The term dark store, dark shop, dark supermarket or dotcom centre refers to a retail outlet or distribution centre that exists exclusively for online shopping.[1][2][3][4] A dark store is generally a large warehouse that can either be used to facilitate a "click-and-collect" service, where a customer collects an item they have ordered online, or as an order fulfillment platform for online sales.[5] The format was initiated in the United Kingdom, and its popularity has also spread to France followed by the rest of the European Union and Russia,[6] as well as to the United States.[5][7]

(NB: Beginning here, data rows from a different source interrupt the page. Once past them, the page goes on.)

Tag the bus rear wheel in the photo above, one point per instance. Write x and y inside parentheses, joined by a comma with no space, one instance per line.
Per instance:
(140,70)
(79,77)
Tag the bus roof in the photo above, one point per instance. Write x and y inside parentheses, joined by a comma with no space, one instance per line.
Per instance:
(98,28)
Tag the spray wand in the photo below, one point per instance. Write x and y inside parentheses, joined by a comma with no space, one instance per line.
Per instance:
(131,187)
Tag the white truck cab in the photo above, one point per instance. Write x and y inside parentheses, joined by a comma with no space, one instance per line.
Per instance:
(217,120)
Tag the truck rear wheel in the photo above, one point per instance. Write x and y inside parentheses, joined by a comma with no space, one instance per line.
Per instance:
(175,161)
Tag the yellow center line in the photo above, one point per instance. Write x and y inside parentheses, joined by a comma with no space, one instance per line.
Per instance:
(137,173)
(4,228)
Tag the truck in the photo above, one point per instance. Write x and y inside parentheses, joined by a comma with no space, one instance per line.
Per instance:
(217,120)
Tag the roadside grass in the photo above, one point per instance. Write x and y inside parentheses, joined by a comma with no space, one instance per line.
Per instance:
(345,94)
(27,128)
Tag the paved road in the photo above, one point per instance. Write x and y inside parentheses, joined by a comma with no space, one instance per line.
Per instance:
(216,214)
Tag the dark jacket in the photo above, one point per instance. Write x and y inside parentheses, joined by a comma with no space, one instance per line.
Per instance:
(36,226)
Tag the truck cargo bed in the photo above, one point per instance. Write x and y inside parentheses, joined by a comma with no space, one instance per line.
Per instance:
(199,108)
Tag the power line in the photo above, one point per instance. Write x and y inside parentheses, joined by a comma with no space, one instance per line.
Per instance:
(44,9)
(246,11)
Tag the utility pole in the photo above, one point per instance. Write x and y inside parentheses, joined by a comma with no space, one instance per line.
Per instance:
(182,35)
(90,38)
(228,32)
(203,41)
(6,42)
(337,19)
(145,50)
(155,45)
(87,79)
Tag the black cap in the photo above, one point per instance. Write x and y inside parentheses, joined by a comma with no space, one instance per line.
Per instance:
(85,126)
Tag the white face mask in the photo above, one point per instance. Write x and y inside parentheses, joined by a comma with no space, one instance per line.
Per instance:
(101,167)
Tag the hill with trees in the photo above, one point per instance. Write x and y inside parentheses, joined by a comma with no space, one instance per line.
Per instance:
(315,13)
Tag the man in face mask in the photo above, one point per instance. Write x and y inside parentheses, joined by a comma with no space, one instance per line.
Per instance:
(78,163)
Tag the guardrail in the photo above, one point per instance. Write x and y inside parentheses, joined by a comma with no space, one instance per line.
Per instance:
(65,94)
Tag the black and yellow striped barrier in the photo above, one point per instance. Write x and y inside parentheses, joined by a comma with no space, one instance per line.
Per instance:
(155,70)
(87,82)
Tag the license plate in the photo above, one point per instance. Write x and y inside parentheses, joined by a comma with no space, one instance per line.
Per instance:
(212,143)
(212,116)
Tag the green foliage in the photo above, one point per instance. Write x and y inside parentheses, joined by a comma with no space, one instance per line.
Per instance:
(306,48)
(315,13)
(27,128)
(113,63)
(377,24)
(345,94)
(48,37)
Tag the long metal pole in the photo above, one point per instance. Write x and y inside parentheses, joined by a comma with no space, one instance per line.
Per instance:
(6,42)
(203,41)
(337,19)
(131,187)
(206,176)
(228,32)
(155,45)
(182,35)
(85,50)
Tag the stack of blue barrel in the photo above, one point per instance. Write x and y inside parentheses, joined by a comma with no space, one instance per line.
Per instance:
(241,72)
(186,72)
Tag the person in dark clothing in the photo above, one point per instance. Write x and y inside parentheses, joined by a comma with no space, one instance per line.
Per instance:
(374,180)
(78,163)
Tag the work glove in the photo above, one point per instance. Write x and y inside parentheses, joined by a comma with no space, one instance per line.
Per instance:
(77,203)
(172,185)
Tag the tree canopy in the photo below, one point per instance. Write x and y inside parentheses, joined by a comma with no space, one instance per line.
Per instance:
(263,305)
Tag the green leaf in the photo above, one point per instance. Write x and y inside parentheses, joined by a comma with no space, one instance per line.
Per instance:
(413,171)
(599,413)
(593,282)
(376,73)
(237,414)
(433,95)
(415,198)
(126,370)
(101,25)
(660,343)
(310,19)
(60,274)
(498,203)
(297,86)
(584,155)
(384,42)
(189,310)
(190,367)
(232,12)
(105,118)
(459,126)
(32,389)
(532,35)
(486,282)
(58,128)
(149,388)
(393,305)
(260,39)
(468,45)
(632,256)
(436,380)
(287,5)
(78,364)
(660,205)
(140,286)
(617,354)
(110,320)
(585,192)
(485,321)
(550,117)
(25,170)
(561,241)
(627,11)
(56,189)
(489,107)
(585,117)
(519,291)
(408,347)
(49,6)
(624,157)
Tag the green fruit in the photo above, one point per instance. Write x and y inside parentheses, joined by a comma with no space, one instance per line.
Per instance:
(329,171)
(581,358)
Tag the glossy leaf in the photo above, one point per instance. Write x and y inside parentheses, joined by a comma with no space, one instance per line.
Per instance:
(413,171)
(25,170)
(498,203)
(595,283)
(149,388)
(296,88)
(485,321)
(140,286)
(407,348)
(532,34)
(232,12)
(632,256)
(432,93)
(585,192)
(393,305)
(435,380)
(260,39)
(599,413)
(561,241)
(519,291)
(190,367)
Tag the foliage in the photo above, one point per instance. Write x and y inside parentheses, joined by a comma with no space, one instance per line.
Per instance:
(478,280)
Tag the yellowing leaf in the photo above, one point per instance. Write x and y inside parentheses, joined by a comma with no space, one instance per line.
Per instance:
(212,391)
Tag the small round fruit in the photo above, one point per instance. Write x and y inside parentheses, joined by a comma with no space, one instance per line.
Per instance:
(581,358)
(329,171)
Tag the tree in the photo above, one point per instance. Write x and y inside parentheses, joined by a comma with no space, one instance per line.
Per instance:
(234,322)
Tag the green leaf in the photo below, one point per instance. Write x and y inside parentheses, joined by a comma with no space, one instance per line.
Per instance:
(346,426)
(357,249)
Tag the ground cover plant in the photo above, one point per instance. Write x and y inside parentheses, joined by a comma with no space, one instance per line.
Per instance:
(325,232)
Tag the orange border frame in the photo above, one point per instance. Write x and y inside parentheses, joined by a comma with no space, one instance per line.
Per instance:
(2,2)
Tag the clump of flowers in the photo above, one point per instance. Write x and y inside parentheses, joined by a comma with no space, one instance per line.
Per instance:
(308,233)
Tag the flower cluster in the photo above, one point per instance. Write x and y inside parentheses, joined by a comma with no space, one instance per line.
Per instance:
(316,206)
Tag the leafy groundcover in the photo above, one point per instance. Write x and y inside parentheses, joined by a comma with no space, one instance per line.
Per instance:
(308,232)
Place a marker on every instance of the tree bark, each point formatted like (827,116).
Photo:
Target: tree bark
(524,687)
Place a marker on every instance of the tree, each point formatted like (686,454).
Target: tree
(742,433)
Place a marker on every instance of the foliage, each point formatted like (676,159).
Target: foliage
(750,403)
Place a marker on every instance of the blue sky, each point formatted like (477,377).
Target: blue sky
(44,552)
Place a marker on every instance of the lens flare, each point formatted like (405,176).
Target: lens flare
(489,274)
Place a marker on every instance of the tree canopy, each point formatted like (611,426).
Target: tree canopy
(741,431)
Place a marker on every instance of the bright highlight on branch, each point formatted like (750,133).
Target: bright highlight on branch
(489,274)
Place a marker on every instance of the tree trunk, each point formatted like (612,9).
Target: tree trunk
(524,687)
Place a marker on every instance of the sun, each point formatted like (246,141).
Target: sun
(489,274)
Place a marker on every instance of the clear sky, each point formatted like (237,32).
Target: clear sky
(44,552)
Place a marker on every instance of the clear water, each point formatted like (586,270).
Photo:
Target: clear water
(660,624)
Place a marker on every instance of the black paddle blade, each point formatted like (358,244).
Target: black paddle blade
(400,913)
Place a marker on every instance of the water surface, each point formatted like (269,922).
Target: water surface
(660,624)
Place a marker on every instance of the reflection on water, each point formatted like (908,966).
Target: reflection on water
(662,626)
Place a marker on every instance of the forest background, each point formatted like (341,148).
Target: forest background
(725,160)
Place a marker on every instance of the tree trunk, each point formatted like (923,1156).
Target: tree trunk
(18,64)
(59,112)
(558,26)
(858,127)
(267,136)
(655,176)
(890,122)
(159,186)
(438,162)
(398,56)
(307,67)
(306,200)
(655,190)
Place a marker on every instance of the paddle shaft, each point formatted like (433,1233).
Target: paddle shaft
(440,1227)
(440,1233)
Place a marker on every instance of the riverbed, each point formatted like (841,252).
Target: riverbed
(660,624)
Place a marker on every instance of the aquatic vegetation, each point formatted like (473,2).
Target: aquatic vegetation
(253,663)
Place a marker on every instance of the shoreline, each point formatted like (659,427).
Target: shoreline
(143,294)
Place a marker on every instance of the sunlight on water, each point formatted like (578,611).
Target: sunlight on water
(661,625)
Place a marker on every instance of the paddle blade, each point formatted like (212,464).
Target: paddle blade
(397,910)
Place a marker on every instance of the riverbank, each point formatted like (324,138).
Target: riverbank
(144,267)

As of 2021 many companies are competing to provide rapid delivery of groceries. Most are financed by venture capital, and are fighting for market share and prepared to take initial large losses in doing so. Professor Annabelle Gawer, director of the Centre of Digital Economy at the University of Surrey, pointed out that the industry being disrupted is not food supply, but local delivery. Gawer asserts "delivery has never been a profitable industry".[8]

Concept

Not open to the public, the interior of a dark supermarket may appear like a conventional supermarket, set out with aisles of shelves containing groceries and other retail items. However, without having to deal with retail customers, the stores are not located in the high street or shopping centres, but mostly in areas that are preferred for good road connections.[9] The buildings themselves are often utilitarian and nondescript from the outside.[9] Inside, the stores dispense with assistants who provide product advice, check-out counters and point of sale displays.

After orders received via the Internet are processed, the orders are sent to the shop floor.[9][10][11] These electronically generated orders, processed and routed according to the store layout for optimal picking, are picked by store employees, known as "personal shoppers" (colloquially "pickers"), who work around the clock fulfilling the orders displayed on a tablet computer attached to their shopping trolley. More than one order can often be collected simultaneously.[2]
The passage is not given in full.